Ebenfalls können wir uns den Kampf Jakobs mit dem Engel in der Finsternis ins Gedächtnis rufen. Eine Finsternis, die der unseren gleicht, wenn wir im Dunkel mit unseren Zweifeln ringen. Eine Finsternis, die uns manchmal von allen Seiten umgreift, wenn wir um unseren Glauben kämpfen, um ihn zu bewahren, um nicht unsere Unversehrtheit zu verlieren oder untreu zu werden.

Wir können jedoch auch etwas lernen von jenen, die als Sünder in die Geschichte eingegangen sind und die uns aus der Heiligen Schrift bekannt sind. Sie waren zerbrechlich und diese Zerbrechlichkeit hat sie schwach sein lassen. Ihnen hat die Kraft nicht ausgereicht, um den Reizen des Körpers oder der Seele und all den Fängen der menschlichen Leidenschaften zu widerstehen. Gleichzeitig aber glaubten auch sie an Gott und dies mit der gleichen Glut ihrer Leidenschaftlichkeit. Einer dieser Sünder ist der König David und er hat dies mit besonderer Kraft in einem seiner Psalmen ausdrücken können: Aus der Tiefe, Herr, rufe ich zu dir! Aus der Tiefe der Verzweiflung, aus der Tiefe der Scham, aus der Tiefe der Entfremdung von Gott, aus den dunkelsten Tiefen seiner Seele hat er sich trotzdem mit seinem Hilfeschrei an Gott gewandt. Er versteckt sich nicht vor Gott, er läuft nicht von Ihm davon, sondern eilt zu Ihm mit einem Schrei der Ausweglosigkeit eines verzweifelten Menschen. Mit genau so einer Wirklichkeit haben auch andere Männer und Frauen in die Bibel Eingang gefunden: Raab die Hure und viele viele andere.

Und wie ist es, wenn wir selbst in unserem Leben durch dunkle Tiefen gehen und uns nur noch Finsternis umgibt, die sich in uns verfestigt hat? Wenden wir uns dann zu Gott und schreien aus dieser Tiefe und Dunkelheit zu Ihm: Dich, Herr, rufe ich? Zu Dir drängt der Schrei meiner Seele ... Ja, ich bin in einen dunklen Abgrund geraten, doch Du bist mein Gott! Du bist der Gott, der das Licht wie auch die Finsternis geschaffen hat und Du bist genauso auch in dieser Finsternis wie im strahlenden Licht. Du bist auch da, wo der Tod ist, wie ebenso auch da, wo das Leben ist. Du bist in der Hölle und gleichzeitig auf dem Thron im Himmel. Wo ich auch immer sein mag, ich kann Dich rufen.
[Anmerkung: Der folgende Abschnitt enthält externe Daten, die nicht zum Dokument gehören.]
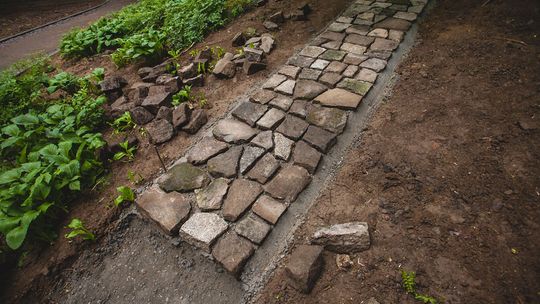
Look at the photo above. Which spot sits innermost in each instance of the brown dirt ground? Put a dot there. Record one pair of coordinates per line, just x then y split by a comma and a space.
448, 172
94, 207
18, 16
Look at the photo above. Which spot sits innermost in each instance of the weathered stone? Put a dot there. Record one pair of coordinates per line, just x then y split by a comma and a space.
202, 229
304, 267
249, 157
343, 238
306, 156
319, 138
249, 112
207, 148
225, 164
287, 87
159, 131
168, 210
282, 146
198, 119
242, 193
233, 131
253, 228
211, 197
269, 208
232, 252
288, 183
264, 169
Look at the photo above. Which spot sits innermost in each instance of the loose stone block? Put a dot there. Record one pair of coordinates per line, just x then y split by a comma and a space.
225, 164
233, 131
288, 183
282, 146
339, 98
211, 197
269, 209
304, 267
232, 252
202, 229
253, 228
242, 193
183, 177
319, 138
168, 210
271, 119
306, 156
207, 148
264, 169
292, 127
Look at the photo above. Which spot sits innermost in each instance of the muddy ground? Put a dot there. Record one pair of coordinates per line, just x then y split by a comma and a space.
448, 172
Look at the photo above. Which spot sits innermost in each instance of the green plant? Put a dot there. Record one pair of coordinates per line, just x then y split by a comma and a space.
408, 281
127, 152
126, 195
78, 229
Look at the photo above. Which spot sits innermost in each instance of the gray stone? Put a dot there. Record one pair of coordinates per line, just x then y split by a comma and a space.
269, 209
202, 229
225, 164
168, 210
304, 267
207, 148
242, 193
183, 177
343, 238
288, 183
233, 131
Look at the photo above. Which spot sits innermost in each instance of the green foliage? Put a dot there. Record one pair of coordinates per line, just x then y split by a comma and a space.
408, 281
126, 195
78, 229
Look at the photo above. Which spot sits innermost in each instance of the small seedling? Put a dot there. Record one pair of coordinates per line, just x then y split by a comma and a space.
78, 229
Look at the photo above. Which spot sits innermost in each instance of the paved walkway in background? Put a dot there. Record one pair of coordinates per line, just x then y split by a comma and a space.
47, 39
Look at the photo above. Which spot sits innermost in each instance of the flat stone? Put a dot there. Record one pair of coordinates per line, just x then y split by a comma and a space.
264, 169
168, 210
292, 127
304, 267
264, 140
233, 131
312, 51
249, 157
319, 138
225, 164
306, 156
271, 119
287, 87
274, 81
308, 89
202, 229
263, 96
374, 64
269, 209
289, 70
253, 228
288, 183
211, 197
207, 148
242, 193
282, 146
232, 252
343, 238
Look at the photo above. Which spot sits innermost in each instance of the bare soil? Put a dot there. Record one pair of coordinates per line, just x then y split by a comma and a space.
447, 174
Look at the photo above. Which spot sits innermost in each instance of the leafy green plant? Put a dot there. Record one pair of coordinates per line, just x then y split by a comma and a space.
126, 195
408, 281
78, 229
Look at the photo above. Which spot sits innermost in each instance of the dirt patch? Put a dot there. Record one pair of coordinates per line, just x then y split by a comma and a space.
47, 266
447, 173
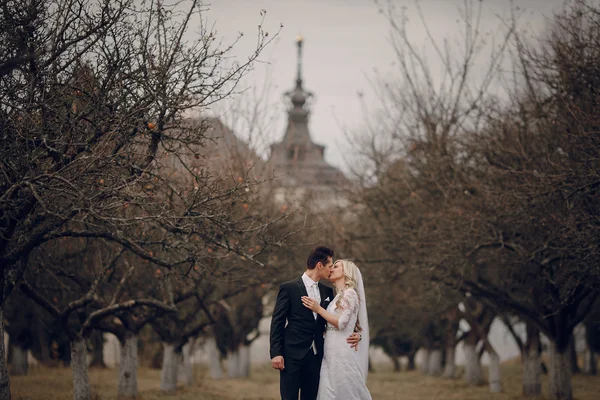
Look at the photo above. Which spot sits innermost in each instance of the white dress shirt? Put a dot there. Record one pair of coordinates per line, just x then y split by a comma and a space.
312, 288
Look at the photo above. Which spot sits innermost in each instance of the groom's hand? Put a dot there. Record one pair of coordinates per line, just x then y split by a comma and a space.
278, 363
353, 340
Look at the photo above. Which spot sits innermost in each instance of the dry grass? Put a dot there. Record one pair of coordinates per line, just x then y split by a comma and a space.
54, 384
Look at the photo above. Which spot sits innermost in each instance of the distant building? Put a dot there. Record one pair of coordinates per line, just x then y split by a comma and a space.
298, 163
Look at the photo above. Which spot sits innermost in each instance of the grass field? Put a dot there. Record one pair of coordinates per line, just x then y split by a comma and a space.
44, 383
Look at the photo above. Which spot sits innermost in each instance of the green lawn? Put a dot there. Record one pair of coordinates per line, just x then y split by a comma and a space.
45, 383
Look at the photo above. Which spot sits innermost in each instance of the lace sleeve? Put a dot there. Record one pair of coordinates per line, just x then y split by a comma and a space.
349, 305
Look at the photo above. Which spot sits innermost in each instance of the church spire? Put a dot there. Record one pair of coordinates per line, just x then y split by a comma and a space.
299, 96
299, 41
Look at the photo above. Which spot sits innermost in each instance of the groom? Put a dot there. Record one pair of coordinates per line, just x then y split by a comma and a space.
297, 348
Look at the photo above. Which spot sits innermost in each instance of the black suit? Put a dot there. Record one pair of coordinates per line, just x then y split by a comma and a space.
293, 341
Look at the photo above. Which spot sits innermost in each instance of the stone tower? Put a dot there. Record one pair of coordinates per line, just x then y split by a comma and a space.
298, 162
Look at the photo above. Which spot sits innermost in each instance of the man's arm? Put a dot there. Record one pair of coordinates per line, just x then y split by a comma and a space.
280, 314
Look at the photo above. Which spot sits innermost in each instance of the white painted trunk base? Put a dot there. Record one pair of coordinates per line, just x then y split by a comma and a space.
494, 376
424, 364
128, 368
561, 387
450, 367
168, 373
532, 373
214, 359
81, 382
590, 363
434, 361
19, 365
186, 369
473, 373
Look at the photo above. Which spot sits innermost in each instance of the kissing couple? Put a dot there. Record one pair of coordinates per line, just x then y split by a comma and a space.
315, 335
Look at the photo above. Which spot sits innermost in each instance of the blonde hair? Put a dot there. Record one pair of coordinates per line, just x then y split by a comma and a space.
350, 282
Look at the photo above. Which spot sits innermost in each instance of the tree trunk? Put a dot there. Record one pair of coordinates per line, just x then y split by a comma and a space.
4, 379
19, 364
411, 366
450, 367
128, 368
79, 369
573, 356
168, 373
473, 374
232, 363
434, 367
494, 378
590, 364
186, 375
532, 364
397, 365
244, 360
560, 373
214, 359
424, 365
97, 342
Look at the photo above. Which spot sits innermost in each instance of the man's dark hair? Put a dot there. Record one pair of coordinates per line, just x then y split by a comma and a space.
318, 255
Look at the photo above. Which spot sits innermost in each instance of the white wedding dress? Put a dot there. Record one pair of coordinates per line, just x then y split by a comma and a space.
344, 370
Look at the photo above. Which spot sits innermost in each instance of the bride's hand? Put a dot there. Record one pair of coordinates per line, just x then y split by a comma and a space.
310, 303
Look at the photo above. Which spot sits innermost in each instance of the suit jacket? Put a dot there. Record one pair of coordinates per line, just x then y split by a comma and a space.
294, 340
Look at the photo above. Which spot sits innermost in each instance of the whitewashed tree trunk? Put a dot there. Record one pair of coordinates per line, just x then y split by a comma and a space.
214, 359
494, 376
590, 363
424, 365
450, 367
4, 379
561, 387
473, 373
532, 373
435, 362
186, 373
79, 369
168, 373
128, 368
233, 364
18, 364
244, 361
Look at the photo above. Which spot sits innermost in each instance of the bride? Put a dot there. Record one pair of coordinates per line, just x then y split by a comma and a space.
344, 369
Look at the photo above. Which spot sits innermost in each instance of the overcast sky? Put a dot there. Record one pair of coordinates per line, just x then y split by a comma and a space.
345, 40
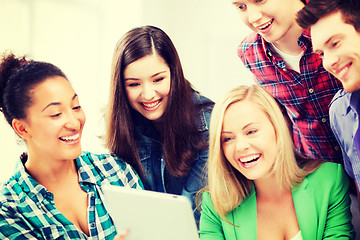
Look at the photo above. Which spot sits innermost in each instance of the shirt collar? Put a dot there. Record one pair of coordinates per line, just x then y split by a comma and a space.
304, 41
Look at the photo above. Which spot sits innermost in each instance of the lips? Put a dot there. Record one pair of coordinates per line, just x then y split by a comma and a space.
341, 73
150, 105
70, 139
249, 161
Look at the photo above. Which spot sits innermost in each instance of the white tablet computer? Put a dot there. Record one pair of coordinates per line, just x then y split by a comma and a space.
150, 215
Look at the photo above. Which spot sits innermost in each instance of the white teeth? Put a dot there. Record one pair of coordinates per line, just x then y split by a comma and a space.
249, 158
151, 105
343, 71
70, 138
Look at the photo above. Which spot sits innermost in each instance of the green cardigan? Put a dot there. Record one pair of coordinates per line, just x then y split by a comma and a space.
322, 205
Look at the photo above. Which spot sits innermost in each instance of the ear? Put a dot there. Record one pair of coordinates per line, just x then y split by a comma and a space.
20, 127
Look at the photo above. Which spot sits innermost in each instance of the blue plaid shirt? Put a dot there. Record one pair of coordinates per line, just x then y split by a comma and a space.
344, 119
28, 211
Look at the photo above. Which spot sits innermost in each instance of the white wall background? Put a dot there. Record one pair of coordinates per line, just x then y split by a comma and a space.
79, 36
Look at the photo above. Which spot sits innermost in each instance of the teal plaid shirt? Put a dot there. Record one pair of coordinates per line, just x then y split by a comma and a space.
27, 209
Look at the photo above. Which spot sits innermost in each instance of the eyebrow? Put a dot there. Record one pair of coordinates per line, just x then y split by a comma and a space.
57, 103
154, 75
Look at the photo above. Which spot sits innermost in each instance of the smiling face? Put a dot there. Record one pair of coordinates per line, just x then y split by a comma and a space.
248, 140
147, 84
54, 121
274, 20
339, 46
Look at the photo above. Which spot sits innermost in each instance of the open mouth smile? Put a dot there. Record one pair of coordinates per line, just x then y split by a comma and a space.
341, 73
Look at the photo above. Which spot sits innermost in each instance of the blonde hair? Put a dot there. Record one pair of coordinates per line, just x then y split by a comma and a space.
227, 186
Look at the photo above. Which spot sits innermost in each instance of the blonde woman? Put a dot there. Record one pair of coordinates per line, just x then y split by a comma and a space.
259, 187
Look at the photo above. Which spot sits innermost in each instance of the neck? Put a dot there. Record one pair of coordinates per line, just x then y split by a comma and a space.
289, 43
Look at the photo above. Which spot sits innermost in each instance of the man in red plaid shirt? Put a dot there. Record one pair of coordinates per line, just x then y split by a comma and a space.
279, 54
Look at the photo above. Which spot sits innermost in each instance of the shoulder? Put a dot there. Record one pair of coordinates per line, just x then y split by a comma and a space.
104, 159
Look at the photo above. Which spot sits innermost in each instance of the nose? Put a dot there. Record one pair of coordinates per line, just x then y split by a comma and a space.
330, 61
72, 121
148, 92
254, 14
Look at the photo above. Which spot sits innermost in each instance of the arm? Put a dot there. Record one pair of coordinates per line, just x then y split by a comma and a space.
210, 221
338, 221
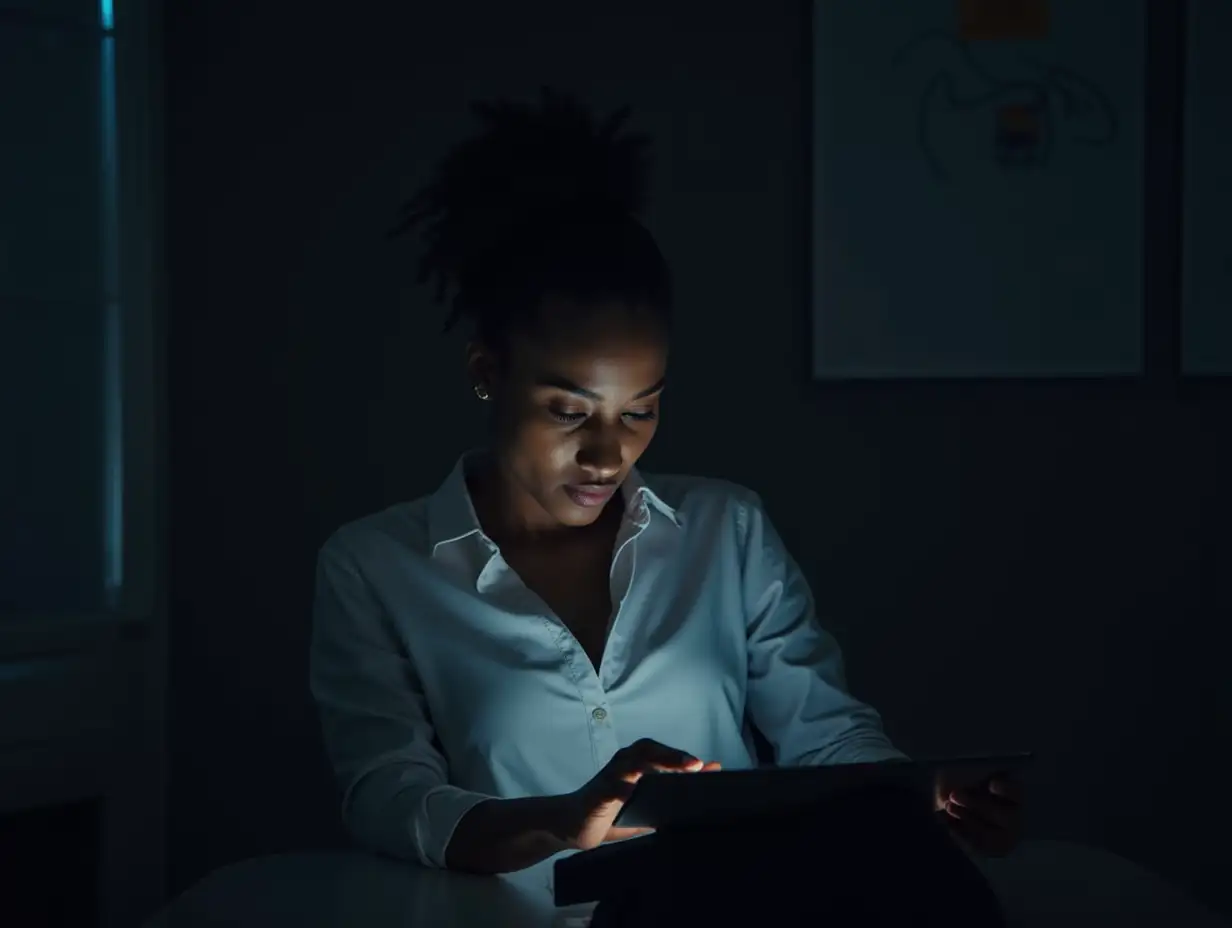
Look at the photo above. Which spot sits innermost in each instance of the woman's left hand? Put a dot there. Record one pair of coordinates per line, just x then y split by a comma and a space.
987, 816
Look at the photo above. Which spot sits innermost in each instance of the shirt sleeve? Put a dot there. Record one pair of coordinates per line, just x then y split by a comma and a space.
375, 720
797, 693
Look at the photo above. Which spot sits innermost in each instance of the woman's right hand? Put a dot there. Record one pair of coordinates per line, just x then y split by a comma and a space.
591, 810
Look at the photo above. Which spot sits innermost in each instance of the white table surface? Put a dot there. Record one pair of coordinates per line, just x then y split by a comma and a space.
1051, 884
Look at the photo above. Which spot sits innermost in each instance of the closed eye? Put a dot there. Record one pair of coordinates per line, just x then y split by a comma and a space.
574, 418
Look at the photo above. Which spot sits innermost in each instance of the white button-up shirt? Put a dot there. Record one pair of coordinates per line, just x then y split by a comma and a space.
444, 680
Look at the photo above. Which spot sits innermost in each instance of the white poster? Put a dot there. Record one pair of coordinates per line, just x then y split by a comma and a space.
977, 189
1206, 303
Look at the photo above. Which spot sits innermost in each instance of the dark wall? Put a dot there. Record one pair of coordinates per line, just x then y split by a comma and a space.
1008, 565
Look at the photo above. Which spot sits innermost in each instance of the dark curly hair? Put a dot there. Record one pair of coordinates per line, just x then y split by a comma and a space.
542, 202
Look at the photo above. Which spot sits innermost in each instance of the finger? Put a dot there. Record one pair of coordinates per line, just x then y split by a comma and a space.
1007, 789
980, 805
978, 833
622, 833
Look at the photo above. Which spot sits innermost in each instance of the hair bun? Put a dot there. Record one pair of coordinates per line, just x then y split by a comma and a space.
526, 168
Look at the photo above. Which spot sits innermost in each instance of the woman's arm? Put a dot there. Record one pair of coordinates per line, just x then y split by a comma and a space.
396, 793
504, 834
797, 693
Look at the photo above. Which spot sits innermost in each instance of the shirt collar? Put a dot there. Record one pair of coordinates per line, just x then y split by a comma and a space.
451, 514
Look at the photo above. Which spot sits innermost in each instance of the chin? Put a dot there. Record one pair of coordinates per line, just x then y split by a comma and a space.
577, 516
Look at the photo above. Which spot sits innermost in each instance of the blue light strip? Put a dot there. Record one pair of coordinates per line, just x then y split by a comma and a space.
112, 333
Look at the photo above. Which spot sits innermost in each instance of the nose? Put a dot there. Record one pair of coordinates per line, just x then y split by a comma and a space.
600, 454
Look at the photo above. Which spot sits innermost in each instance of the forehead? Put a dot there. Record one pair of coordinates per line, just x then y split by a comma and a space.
611, 341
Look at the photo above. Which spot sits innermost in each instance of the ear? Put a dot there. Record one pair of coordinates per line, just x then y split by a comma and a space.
481, 365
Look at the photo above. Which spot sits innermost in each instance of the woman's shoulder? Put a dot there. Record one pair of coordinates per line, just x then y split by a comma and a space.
710, 497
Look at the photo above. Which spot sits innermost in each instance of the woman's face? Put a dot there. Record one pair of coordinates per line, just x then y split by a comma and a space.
577, 402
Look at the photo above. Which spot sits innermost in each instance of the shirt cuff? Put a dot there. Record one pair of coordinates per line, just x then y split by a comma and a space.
439, 815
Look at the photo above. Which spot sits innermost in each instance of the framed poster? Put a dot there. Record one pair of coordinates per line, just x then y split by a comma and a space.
977, 189
1206, 255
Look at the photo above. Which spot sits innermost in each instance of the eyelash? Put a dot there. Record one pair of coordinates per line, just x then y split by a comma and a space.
573, 418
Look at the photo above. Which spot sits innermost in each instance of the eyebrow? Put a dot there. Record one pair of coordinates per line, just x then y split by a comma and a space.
571, 387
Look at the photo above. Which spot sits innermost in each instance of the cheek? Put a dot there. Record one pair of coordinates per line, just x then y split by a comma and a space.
539, 449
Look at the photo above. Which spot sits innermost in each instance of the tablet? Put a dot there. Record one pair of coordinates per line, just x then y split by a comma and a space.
662, 800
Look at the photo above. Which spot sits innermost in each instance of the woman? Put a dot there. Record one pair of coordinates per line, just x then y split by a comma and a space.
498, 662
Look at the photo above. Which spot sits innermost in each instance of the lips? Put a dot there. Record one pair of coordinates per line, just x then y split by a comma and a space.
589, 494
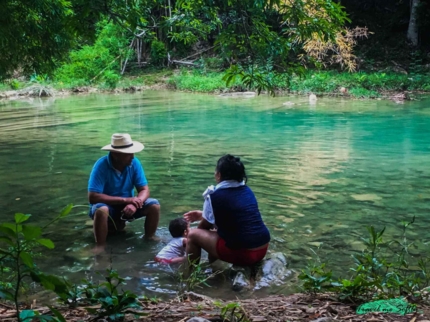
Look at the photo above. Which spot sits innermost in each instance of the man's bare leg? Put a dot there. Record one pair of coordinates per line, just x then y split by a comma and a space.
100, 226
152, 214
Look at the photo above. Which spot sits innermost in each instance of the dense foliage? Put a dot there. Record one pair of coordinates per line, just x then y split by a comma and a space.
256, 43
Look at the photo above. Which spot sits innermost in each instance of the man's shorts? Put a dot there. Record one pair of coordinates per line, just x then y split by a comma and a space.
115, 211
241, 257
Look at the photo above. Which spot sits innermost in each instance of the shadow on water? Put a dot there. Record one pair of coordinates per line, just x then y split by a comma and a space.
321, 173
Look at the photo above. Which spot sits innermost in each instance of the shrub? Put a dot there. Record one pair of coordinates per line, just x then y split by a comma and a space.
158, 52
111, 79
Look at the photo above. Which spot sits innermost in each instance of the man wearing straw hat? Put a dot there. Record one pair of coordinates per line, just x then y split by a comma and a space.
111, 191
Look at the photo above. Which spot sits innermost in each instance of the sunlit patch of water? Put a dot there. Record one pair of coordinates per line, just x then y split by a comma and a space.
320, 172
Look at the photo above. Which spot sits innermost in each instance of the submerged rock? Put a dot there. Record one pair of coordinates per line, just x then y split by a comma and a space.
238, 94
270, 271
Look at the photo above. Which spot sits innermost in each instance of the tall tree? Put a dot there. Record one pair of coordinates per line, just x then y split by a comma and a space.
412, 34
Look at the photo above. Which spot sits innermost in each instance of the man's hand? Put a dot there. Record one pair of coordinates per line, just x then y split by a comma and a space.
129, 210
136, 202
193, 215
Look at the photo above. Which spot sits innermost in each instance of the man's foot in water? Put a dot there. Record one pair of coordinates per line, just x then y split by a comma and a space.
98, 250
151, 238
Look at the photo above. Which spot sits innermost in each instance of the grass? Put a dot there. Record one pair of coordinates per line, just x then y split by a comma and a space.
356, 85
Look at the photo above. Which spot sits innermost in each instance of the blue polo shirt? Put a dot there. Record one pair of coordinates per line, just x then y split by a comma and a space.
106, 179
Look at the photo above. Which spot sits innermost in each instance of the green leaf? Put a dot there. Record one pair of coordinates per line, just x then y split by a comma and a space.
8, 229
57, 314
66, 211
26, 315
7, 240
27, 259
5, 294
46, 242
31, 232
20, 218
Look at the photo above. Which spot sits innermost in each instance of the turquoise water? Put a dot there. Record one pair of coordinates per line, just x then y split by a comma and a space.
320, 172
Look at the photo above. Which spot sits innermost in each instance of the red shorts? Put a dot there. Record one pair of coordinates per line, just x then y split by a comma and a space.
241, 257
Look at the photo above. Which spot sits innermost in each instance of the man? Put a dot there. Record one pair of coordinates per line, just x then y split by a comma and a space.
111, 191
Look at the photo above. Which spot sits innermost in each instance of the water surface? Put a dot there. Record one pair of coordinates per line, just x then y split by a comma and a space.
320, 172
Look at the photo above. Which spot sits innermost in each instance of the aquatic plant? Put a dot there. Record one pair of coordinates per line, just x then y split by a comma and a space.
381, 270
18, 245
114, 303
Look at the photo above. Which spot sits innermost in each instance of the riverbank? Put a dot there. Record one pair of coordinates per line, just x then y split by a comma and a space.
297, 307
361, 85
Und noch ein letztes, worüber es sich lohnt nachzudenken. Für uns sind es nur Namen, die wir verlesen haben. Von einigen wissen wir etwas mehr aus der Heiligen Schrift. Von anderen wissen wir nichts. Doch alle sie waren wirkliche und konkrete Menschen, Männer und Frauen, die uns in all unserer Zerbrechlichkeit gleich waren, die mit der gleichen Hoffnung wie wir gelebt haben, einen ebenso wankelmütigen Willen hatten und so wir schwankten. Auch in ihnen war die Liebe in Keimen vorhanden und führte oft nur ein Schattendasein. Trotzdem aber ist sie - auch wenn nur im Keim vorhanden - Licht und Feuer. Diese Menschen waren ganz real und konkret. Wir können deshalb ihre Namen mit Wärme verlesen, denn auch, wenn wir sie nicht kennen, bilden sie doch die menschliche Familie Christi. Und sie sind dabei eine ganz reale und konkrete Familie. Und ungeachtet aller inneren und äußeren Irren und Wirren des Lebens, gehören sie zu Gott. In den konkreten Umständen unseres Lebens, ob wir nun in einer gegebenen Minute stark oder schwach sind, können auch wir versuchen zu lernen, uns als Gottes eigene Menschen zu begreifen.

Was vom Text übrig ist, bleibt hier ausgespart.